JB: Oh yeah I can see them hanging on the wall.

LD: Yeah. I'm just playing with the machine right now and nothing useful is coming out of it but maybe it will be useful in like a couple of months, I don't know. It takes time and research to get to know the machine before you can make something. I can really go to my studio and think, 'Today I'm going to knit a scarf'. And then you can go to the machine and the machine doesn't do what you want to do. And it can frustrate me so much. And that's when I give up. Because the machine doesn't do what I want to do.

[atmospheric music]

LD: When you want to make a drawing you just take a paper and you start to draw. And you do it yourself like totally. There is nothing between you and the paper and you just do it and if you fuck up it's because you did a bad thing and whatever.

[music]

LD: I'm also working as the assistant of an artist. Her name is Berlinde De Bruyckere and she uses a lot of textile in her work, mostly old blankets. And materials we use just in our lives. And the work that I do with Berlinde De Bruyckere, she makes rules and it's also, it also feels like a freedom that I don't have to make my own rules. And there I can just play with my hands and work with wax, with textiles, and really like make stuff. But not by making my own rules. And in my work, I make my own rules and I don't really make stuff right now! It's an interesting thing, I don't know if I'm saying it right or if you understand me but—

JB: Mmmhmm, yeah yeah yeah! No no no, I get the feeling.

LD: And just create and not create in my head. And in my own work it's the other way around. I'm creating in my head constantly but I'm not making stuff! [laughter]

JB: Yeah [laughter]

LD: That's kind of how it goes

[jazz music]

JB: Do you think you'll move back to textiles again in the future, or do you have an idea, like, I'll see what happens?

LD: I think, I think I'll work with it again. It's very interesting that I took a bit of a distance of the work and now I'm starting to find it interesting again. Which was something I couldn't say like two years ago.

[music]

JB: If you could change the, your studio, is there something you would change about your studio space?

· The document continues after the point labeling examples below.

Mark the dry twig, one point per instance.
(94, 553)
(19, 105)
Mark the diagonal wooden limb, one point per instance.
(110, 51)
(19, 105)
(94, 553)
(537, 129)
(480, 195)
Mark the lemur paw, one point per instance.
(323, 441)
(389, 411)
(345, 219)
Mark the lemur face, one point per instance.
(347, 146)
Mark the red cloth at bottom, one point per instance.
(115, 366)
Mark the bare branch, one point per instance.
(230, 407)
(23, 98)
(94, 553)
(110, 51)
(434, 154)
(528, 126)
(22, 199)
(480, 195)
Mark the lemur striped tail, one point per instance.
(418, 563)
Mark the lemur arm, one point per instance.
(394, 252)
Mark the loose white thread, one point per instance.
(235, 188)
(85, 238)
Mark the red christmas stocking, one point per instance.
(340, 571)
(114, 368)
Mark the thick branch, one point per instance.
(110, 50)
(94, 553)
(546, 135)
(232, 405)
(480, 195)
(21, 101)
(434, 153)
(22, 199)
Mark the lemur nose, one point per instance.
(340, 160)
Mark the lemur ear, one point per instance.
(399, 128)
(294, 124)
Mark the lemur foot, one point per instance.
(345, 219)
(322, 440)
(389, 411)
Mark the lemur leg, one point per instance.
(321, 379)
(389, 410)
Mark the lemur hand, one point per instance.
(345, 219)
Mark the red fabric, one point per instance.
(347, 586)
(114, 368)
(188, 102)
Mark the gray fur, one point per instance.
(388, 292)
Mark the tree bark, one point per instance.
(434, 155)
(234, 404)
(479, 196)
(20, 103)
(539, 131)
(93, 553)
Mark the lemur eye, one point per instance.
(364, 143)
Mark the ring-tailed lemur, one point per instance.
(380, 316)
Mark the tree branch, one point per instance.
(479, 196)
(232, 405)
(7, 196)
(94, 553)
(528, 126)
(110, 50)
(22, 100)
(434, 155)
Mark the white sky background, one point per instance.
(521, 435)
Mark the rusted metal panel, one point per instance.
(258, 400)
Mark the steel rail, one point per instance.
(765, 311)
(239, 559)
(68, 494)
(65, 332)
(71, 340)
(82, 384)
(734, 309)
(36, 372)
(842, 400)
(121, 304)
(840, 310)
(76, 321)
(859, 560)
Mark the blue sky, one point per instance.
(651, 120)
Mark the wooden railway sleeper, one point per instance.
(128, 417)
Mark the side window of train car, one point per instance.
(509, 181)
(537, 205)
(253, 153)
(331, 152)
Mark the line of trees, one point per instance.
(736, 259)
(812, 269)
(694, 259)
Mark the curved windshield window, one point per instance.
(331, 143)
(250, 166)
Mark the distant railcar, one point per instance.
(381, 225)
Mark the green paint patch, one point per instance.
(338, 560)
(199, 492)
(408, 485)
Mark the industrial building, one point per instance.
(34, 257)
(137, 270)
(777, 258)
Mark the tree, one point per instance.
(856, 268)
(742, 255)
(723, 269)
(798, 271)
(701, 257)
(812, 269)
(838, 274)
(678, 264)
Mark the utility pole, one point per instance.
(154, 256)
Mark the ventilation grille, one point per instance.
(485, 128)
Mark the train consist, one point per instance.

LD: Well I would definitely make it bigger. Which is also like a funny thing to mention. I always compare my studio with a turtle in an aquarium.

JB: [laughter]

LD: It's really stupid but apparently, turtles, when you put them in like a very very small aquarium they are always going to stay tiny. And when you put them in a lake, they grow and they become super big. And I think it's the same with my studio space. It's very small and right now all the things I make are very small. And I think when my studio space would be bigger, my work will grow automatically. Yeah.

[transition music]

JB: And so. It seems Leda still has a fascination for turtles. Remember the story of her hibernating pet? It's turtles all the way down.